All Dr. Steinweg said was, "This sounds really hard, this sounds unbelievable." In telling me this, Dr. Steinweg paused and looked at his hands. "And I think he had a good doctor that day.” As he said this, he began to cry. 


As he says that, I appreciate medicine more than I have since I started medical school. I feel like a kid with a dream. We are both crying.


After a pause, he reaffirmed, "I was the perfect doctor for him." 


When I was applying to medical school, I was confronted with the idea that it isn’t necessarily the moral right for me to be a doctor because I want to be one, but only if I will be better than someone else who could have taken my spot in medical school. The fact that Dr. Steinweg has felt like the perfect doctor for one person gives me hope that I could have absolution like that someday.


Dr. Steinweg clarified that a physician doesn’t need to have any kind of disease to be a good doctor to every patient, but there is truth to sharing their experience. Most of all, it's helpful to know pain if you're going to help people in pain. And everyone has been in some pain.
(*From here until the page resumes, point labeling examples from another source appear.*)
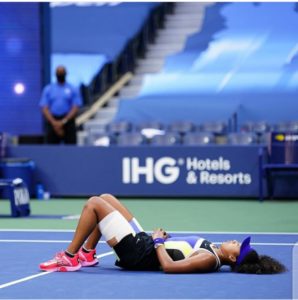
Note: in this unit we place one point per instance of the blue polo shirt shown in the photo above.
(60, 98)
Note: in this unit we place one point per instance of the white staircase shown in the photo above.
(186, 20)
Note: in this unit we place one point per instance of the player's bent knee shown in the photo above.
(107, 197)
(115, 227)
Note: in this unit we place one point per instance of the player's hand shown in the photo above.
(159, 233)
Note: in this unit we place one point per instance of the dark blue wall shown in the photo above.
(21, 68)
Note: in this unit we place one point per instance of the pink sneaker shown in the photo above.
(61, 263)
(88, 259)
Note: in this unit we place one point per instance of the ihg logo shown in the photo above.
(163, 170)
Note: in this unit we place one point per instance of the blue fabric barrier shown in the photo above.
(177, 108)
(185, 171)
(81, 68)
(93, 28)
(207, 171)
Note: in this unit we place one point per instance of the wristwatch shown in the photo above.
(158, 242)
(64, 121)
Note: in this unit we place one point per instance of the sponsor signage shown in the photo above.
(181, 171)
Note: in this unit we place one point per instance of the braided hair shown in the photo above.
(258, 264)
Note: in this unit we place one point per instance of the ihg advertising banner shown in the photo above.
(189, 172)
(210, 171)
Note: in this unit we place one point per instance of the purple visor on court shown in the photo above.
(244, 250)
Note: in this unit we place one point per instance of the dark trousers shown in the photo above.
(70, 133)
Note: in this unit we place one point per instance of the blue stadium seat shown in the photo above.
(198, 138)
(242, 138)
(291, 126)
(149, 124)
(168, 139)
(181, 127)
(98, 138)
(131, 139)
(216, 127)
(118, 127)
(257, 127)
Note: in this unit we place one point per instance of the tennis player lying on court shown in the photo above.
(106, 216)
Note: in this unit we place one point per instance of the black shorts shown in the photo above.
(137, 253)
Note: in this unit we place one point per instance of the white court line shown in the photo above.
(39, 241)
(5, 285)
(104, 242)
(172, 231)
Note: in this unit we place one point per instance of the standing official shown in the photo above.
(60, 102)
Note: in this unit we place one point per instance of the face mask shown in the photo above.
(60, 78)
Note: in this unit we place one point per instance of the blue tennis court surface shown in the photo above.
(22, 251)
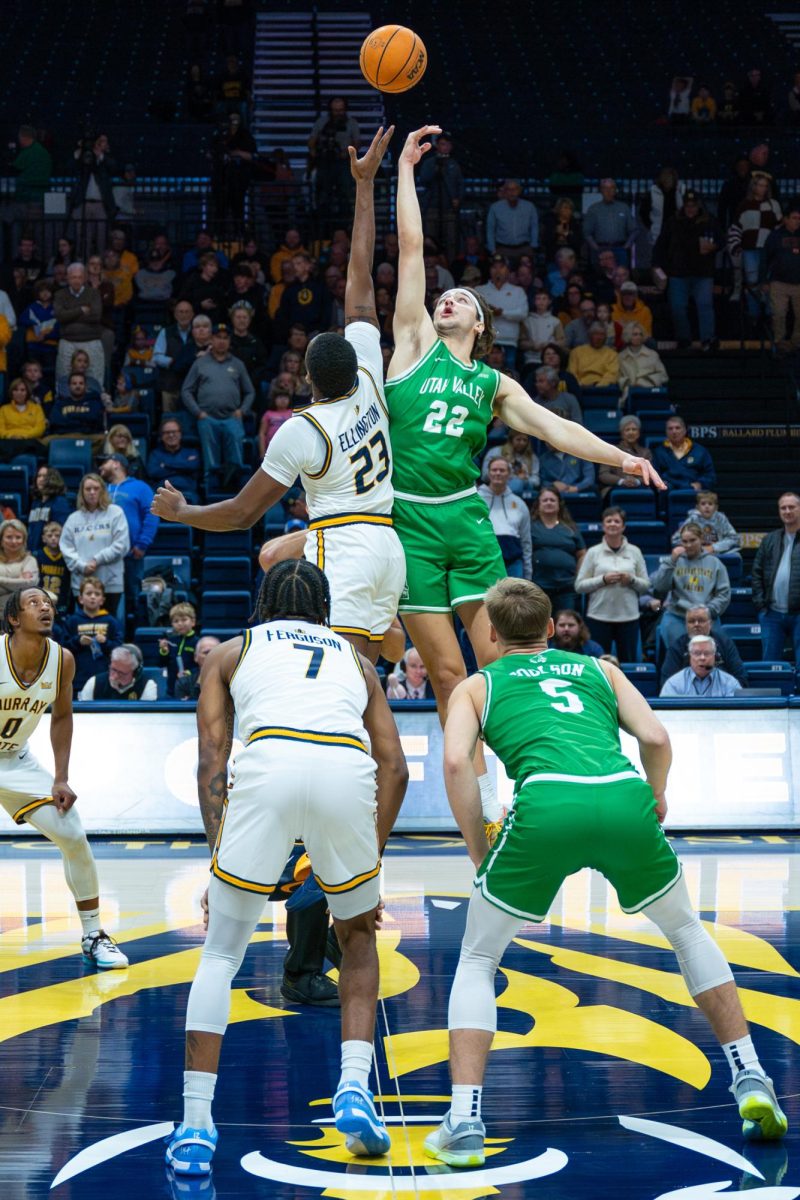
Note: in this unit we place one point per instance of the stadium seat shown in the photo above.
(773, 675)
(227, 607)
(227, 571)
(747, 640)
(639, 503)
(643, 676)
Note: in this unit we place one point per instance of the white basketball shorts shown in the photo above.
(366, 571)
(283, 790)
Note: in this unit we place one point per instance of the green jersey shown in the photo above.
(439, 413)
(552, 714)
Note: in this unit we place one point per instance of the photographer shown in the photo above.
(328, 156)
(441, 185)
(92, 198)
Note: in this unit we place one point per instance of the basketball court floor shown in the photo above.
(603, 1080)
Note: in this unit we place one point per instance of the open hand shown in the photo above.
(366, 168)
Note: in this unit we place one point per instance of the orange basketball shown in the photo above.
(392, 58)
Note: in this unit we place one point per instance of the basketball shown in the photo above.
(392, 58)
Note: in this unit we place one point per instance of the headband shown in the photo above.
(452, 292)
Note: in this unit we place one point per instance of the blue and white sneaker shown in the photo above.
(190, 1151)
(355, 1114)
(102, 952)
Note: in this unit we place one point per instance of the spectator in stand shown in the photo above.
(549, 396)
(755, 102)
(698, 624)
(124, 678)
(571, 634)
(173, 461)
(776, 582)
(245, 345)
(95, 540)
(630, 306)
(203, 245)
(684, 255)
(595, 365)
(509, 306)
(170, 345)
(510, 520)
(608, 223)
(512, 223)
(22, 423)
(558, 549)
(134, 497)
(639, 365)
(613, 576)
(687, 577)
(560, 229)
(78, 311)
(90, 633)
(630, 442)
(218, 393)
(756, 217)
(577, 331)
(701, 679)
(780, 276)
(187, 685)
(540, 328)
(704, 107)
(661, 202)
(441, 181)
(518, 453)
(411, 681)
(79, 414)
(681, 462)
(48, 503)
(53, 570)
(179, 645)
(18, 568)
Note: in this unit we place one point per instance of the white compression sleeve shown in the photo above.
(471, 999)
(66, 832)
(233, 916)
(702, 963)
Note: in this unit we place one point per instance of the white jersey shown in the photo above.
(22, 706)
(340, 448)
(298, 682)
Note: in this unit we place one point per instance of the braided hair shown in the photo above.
(294, 588)
(12, 606)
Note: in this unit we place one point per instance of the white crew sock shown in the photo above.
(491, 807)
(198, 1093)
(89, 921)
(465, 1103)
(356, 1062)
(741, 1056)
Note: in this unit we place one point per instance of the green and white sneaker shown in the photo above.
(763, 1120)
(459, 1144)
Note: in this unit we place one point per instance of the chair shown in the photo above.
(639, 503)
(643, 676)
(234, 571)
(227, 607)
(173, 539)
(773, 675)
(747, 640)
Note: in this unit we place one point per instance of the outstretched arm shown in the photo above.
(518, 412)
(414, 331)
(360, 295)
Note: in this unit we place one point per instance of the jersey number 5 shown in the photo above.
(377, 443)
(434, 420)
(564, 701)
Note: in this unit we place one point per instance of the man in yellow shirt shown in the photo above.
(595, 365)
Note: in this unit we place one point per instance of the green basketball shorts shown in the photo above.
(451, 553)
(555, 828)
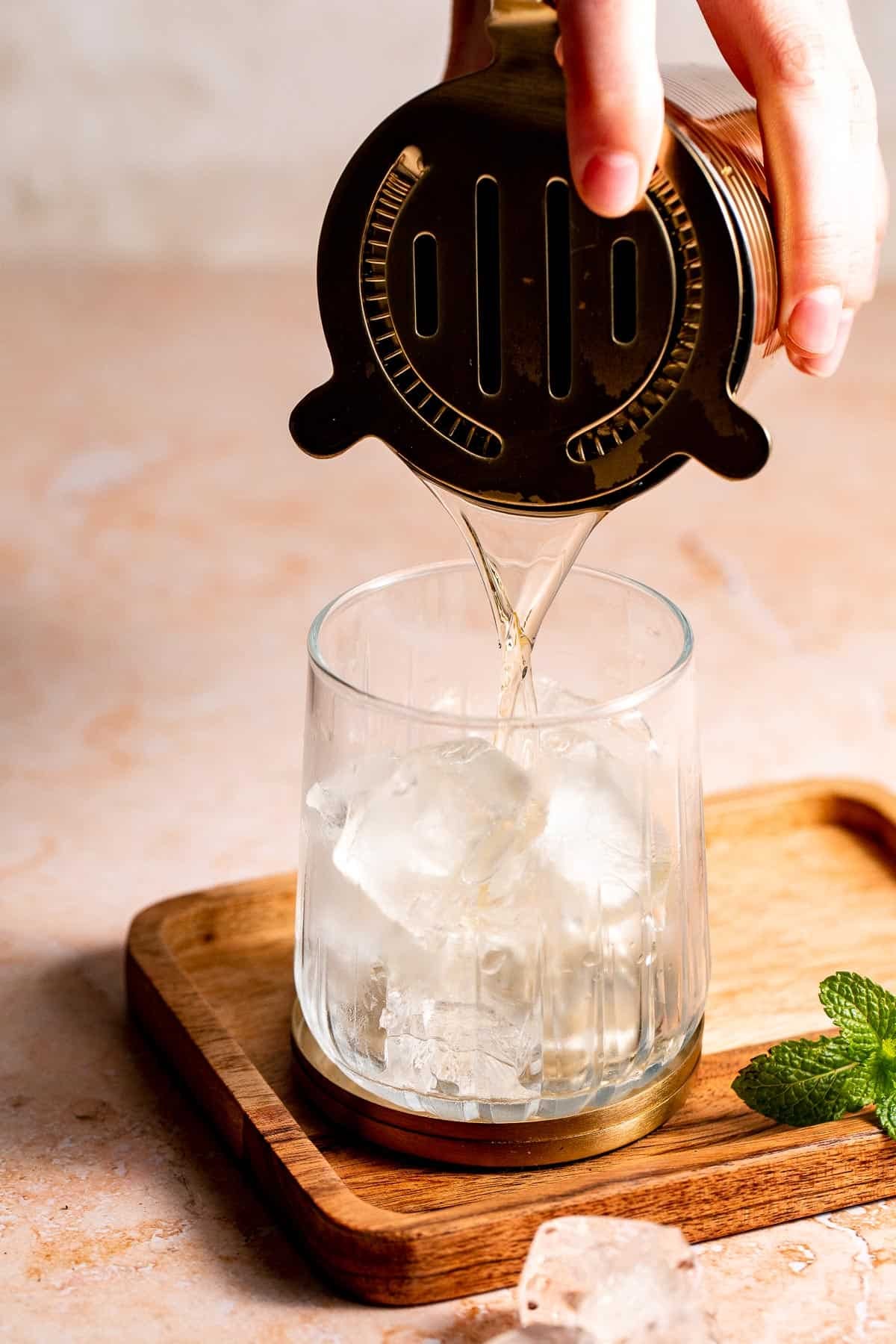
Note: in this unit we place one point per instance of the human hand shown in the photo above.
(818, 120)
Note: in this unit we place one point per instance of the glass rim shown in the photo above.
(489, 724)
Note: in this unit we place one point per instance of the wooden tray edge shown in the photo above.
(394, 1258)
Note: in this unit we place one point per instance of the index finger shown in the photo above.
(615, 99)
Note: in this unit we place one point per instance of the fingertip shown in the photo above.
(610, 183)
(813, 324)
(822, 366)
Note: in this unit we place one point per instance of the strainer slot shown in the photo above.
(426, 285)
(488, 285)
(556, 220)
(623, 289)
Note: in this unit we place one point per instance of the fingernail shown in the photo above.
(815, 323)
(610, 183)
(822, 366)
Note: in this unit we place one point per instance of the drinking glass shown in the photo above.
(501, 920)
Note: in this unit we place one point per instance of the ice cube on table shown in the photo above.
(428, 835)
(621, 1281)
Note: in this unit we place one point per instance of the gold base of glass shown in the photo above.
(480, 1142)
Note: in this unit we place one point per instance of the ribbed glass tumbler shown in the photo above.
(501, 920)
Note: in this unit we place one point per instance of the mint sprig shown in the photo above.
(808, 1082)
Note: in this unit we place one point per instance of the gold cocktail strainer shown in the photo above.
(509, 344)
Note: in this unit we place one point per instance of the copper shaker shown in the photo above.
(509, 344)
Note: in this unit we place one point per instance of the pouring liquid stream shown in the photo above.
(523, 564)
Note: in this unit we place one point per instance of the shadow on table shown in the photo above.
(92, 1093)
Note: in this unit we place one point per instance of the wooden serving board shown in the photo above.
(802, 882)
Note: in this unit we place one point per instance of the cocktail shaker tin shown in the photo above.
(509, 344)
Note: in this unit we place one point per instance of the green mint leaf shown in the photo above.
(802, 1082)
(864, 1012)
(865, 1083)
(887, 1115)
(880, 1071)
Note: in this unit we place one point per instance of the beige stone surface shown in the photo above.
(163, 550)
(161, 129)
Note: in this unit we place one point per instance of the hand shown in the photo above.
(817, 112)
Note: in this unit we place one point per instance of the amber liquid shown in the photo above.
(523, 562)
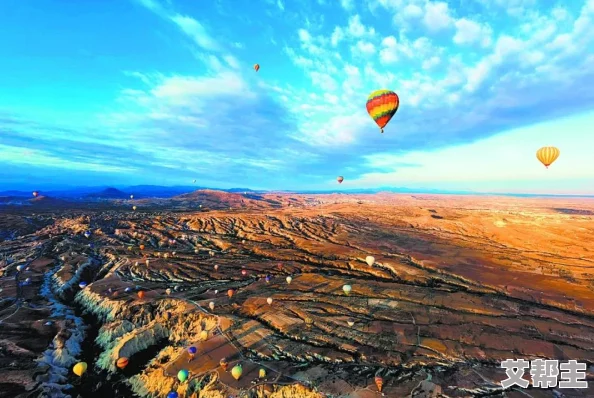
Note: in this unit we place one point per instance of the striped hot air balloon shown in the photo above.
(381, 106)
(547, 155)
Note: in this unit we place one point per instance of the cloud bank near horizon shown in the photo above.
(481, 87)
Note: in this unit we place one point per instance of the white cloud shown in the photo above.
(347, 4)
(437, 16)
(471, 32)
(196, 31)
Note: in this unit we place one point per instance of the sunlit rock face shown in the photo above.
(456, 285)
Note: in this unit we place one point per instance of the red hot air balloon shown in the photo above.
(381, 106)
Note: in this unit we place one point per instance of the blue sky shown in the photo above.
(125, 92)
At the end of our time together, when we were both done with tears, he charged me with parting words. “Think of the incredible gift of walking through life with your stethoscope around your neck, helping someone every 15 minutes. What an incredible profession, what a way to spend your life. You get to just be there for people.” Now, in retirement, Dr. Steinweg keeps doctoring, sans-stethoscope. He teaches medical students, he volunteers with a young man in foster care, he talks with veterans at the VA. He thanked me for giving him what he gives to those veterans, which is a chance to reflect on their own story. He says, “We are story telling machines. And they either shape us, or they define who we have become. Stories are so important.”


On the surface it seems like doctors are the mechanics running around keeping the gears greased and the cylinders pumping. But despite our best efforts, we’re going to fail at that. And then, what are we? But we only fail to hear the stories if we choose not to. That will happen sometimes, too, but on the days we do listen, we will be good doctors.